Вразнос | страница 67
Да или нет.
Мое право.
И все в мире — стало про это. И вокруг — болезни, болезни… Газеты, телевизор… Словно люди стали в сто раз больше болеть. Обращаю внимание, примечаю, читаю. Неизлечимые болезни, возникающие неизвестно почему, срок жизни — год, два, при лечении — пять… Откуда возникло? Раньше ведь вроде — не было? Страшная, страшная разыгрывается лотерея. ВИЧ еще — не из самых плохих. Да, неизлечим… Но лет пятнадцать, двадцать… даже до тридцати — будет… А что же ты — до ста лет хотела? Все равно же нет!
И если кто-то неосторожно начинает пороть, что СПИД придумали, чтобы выбить фонды, чтобы всех запугать, что лучше бы — бросить исследования, и бросить все силы, например, на рак, который изучают-изучают — и все не победят…
Как я могу смотреть на этих людей?
Как я могу смотреть на тех, кто хочет меня убить?
45. ВСТРЕЧА
Макс и Сашечка сидят за столом. За нашим столом. И кушают мою жареху.
Да ни в жисть бы не подумала!
Встретились передать что-то забытое у него, ерунду какую-то — он был со всей свитой, с Каролинкой — и свита рассосалась, осталась одна я.
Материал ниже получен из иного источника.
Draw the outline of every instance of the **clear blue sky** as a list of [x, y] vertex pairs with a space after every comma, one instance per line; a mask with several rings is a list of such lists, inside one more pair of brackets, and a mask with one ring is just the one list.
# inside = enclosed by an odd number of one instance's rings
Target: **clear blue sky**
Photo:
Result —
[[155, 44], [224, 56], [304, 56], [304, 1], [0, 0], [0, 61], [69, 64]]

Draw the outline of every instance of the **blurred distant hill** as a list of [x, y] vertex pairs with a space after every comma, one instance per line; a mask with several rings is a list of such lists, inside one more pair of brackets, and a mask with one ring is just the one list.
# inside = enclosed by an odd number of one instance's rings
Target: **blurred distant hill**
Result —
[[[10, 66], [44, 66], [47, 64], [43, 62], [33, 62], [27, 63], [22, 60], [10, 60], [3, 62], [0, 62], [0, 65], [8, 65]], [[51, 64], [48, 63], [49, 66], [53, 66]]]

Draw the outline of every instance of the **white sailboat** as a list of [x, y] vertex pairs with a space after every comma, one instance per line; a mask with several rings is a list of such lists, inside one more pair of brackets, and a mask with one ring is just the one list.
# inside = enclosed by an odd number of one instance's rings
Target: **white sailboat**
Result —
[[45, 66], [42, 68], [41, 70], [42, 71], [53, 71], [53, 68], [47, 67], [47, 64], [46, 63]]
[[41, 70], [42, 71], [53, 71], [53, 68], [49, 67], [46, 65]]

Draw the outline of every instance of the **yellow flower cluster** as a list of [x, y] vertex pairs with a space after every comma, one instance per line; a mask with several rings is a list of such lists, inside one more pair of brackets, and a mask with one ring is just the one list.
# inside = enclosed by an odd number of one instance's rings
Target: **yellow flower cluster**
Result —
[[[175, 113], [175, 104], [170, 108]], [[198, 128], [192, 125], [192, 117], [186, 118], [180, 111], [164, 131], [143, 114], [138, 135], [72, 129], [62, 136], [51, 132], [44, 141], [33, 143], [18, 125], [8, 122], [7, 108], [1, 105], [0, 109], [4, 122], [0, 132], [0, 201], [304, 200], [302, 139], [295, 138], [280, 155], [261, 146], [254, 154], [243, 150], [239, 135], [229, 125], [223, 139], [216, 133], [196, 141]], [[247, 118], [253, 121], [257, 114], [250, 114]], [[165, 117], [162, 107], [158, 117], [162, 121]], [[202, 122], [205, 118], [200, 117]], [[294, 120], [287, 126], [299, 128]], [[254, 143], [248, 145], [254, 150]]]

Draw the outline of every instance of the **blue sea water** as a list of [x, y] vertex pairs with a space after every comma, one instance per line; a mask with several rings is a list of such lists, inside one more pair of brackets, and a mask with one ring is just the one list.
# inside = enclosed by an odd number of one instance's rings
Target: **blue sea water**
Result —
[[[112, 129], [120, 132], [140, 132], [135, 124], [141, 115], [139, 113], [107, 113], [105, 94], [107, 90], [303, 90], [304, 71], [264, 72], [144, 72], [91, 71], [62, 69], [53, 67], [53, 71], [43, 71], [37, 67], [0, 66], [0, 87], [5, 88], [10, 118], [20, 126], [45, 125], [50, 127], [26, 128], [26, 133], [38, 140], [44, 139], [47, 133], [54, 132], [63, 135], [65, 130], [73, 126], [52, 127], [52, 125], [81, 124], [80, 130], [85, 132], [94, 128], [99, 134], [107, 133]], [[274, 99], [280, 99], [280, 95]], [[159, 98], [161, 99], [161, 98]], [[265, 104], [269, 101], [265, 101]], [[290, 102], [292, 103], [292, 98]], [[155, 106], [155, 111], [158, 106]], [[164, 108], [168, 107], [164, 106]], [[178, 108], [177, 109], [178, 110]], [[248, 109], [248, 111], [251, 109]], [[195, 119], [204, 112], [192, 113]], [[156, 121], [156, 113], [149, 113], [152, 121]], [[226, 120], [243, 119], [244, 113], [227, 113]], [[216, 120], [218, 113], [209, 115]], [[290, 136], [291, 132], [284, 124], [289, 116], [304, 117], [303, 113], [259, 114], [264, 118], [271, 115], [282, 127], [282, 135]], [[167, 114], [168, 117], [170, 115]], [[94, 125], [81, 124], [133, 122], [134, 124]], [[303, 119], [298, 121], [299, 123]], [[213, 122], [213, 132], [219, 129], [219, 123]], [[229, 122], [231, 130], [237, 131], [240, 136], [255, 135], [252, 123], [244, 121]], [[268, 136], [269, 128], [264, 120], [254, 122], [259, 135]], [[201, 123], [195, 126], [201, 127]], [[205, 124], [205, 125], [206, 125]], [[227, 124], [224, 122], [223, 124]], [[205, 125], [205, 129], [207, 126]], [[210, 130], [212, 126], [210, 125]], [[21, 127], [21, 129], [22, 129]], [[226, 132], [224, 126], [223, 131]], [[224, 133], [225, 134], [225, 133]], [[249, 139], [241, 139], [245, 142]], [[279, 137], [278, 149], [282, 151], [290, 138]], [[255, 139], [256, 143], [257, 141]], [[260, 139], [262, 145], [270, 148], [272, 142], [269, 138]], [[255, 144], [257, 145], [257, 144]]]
Болтались-болтались-болтались — в дом зашли.
— Давай я зайду пописать?
Ну и:
— Водку буде… те?
— Да, давай… те.
— Красивое у вас серебро. Ух как!
— Да… серебро. У нас.
Забавно, но не как я ожидала. Разные. Космически разные. Разные до того, что друг друга — не видят.
Сашечка достает мобильник.
Хмурится, достает из кармана рулон денег и пересчитывает (я такого рулона давно не видела — if ever. Зачем вообще наличные?), отрывисто бросает:
— Да, есть… Ну, рублей двести-то у меня будет!
Он бежит по лезвию ножа, черный, резкий, пробежал через наш дом — и сейчас выбежит.
По неотложным, настоящим делам. А мы-то тут — сидим, вялыми серыми кульками.
Черный свитер Сашечки — и обширное блеклое пятно Максиной жилетки.
Макс скучно смотрит маленькими глазками: и это все? Он даже не позволяет себе иронии, даже не поднимает бровь. Просто — сереет в желтом свете комнаты и пережидает, пока это черное, шумное отсюда унесут.
— Красивые у вас часы.
— Старая «Омега».
— Дайте посмотреть. Продашь?
— Извини, самому нравятся.
(Макс сейчас уснет. Кто это? Тощий, черный, шумный и глаза таращит. Ей-богу — чертяка! Страшно! Ольга, конечно, не просто дура, а мегадура: нашла на кого запасть! Но сердцу не прикажешь.)
Но легче всего, конечно, мне, — дуре, невинной жертве, и вообще я писать хочу.
Сашечка смотрит на меня с жалостью:
— Почему ты все это разрешал? Ей… ходить… ко мне?